Из детства, среди прочего, мне запомнились несколько эпизодов, которые могут показаться незначительными, неинтересными, смешными, но при воспоминании о которых, мне всякий раз бывает больно за брата и стыдно за отца. Раз, будучи лет семи или восьми, брат решил устроить домашний кукольный театр. Расставив в несколько рядов стулья и рассадив зрителей, то есть меня, маму и отца, брат натянул простыню между двумя стульями, помещавшимися перед «залом». Вскоре над простынёю показались куклы: мышь, заяц, петух и ещё кто-то. Куклы двигались, разговаривали на разные голоса. Сюжет, однако, не прояснялся. И вот в самый разгар этого беспорядочного представления, отец вдруг поднялся со своего места и заявил, что вся эта чушь ему надоела, что он не намерен терять время и что если брату вздумалось устраивать спектакли, то пьесу следовало бы выбрать заранее, а не сочинять на ходу. С тем и ушёл. Куклы над простынёй тотчас затихли, а там и вовсе исчезли. Через секунду брат показался в «зале». Бледный, испуганный, он напряжённо и боязливо всматривался в нас с мамой, опасаясь, что и мы насмеёмся над ним. Какое-то время все мы молчали: маме, очевидно, было неловко за отца, я страшно рассердилась и думала, что отец совсем нас не любит. Но смеяться мы не собирались. Брат скоро уловил это и мало-помалу оживился.
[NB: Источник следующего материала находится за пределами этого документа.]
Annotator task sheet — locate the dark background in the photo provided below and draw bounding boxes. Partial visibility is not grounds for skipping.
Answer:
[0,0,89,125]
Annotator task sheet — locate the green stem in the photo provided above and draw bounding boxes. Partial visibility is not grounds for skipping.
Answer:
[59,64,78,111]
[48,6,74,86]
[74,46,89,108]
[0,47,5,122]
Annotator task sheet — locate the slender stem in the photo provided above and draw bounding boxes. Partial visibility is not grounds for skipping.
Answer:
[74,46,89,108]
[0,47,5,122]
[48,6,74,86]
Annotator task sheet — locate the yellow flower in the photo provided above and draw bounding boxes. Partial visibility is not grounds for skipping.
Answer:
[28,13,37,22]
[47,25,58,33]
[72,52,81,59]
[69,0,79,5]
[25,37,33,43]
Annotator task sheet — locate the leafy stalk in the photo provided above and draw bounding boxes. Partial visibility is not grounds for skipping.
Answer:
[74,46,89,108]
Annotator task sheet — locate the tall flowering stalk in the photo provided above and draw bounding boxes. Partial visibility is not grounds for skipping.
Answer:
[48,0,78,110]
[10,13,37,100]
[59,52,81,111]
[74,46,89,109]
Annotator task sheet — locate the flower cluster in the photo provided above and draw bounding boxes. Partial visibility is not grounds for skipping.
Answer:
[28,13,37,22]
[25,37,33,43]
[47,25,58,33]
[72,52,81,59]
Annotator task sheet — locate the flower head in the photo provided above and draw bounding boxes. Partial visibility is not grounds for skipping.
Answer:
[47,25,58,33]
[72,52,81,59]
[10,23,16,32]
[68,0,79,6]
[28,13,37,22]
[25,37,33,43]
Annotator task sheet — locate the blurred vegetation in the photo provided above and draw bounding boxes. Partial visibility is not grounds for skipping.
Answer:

– Не хотите, как хотите, – как можно развязнее произнёс он и попытался даже улыбнуться. С напускным равнодушием он принялся демонтировать свой театр. Но было видно, что спина его зажата, как после удара, лицо бледно, рот покривился, а глаза потуплены и слишком уж часто мигают.
Отец, кстати, отправился смотреть телевизор.
Другой эпизод, который напечатлелся мне в памяти, относится к более позднему времени, когда брат был уже подростком. Во дворе как-то затеялась игра. Брат, нарядившись старухой, под дружный хохот ребятни подходил к случайным во дворе прохожим – двор был проходной – и обращался с какими-то пустяками. Он так ловко имитировал старческую походку и голос, что никто не признавал в старухе мальчишку. Но отец, возвращавшийся тогда домой и оказавшийся вовлечённым в эту игру, только презрительно выслушал брата, которого, конечно, тут же признал. При всех он объявил, что брат бездельник и бездарь. И что если уж он берётся пародировать кого бы то ни было, следует тщательно готовиться, чтобы не молоть всякую ерунду и не злоупотреблять терпением и вежливостью людей. Брат хотел было отшутиться, сказав, что импровизирует. Но отец только поморщился, велел брату не болтать того, в чём он не смыслит, ещё раз назвал его бездарем и направился к подъезду. По дороге он оглянулся и спросил у совершенно потерявшегося брата, дома ли мама.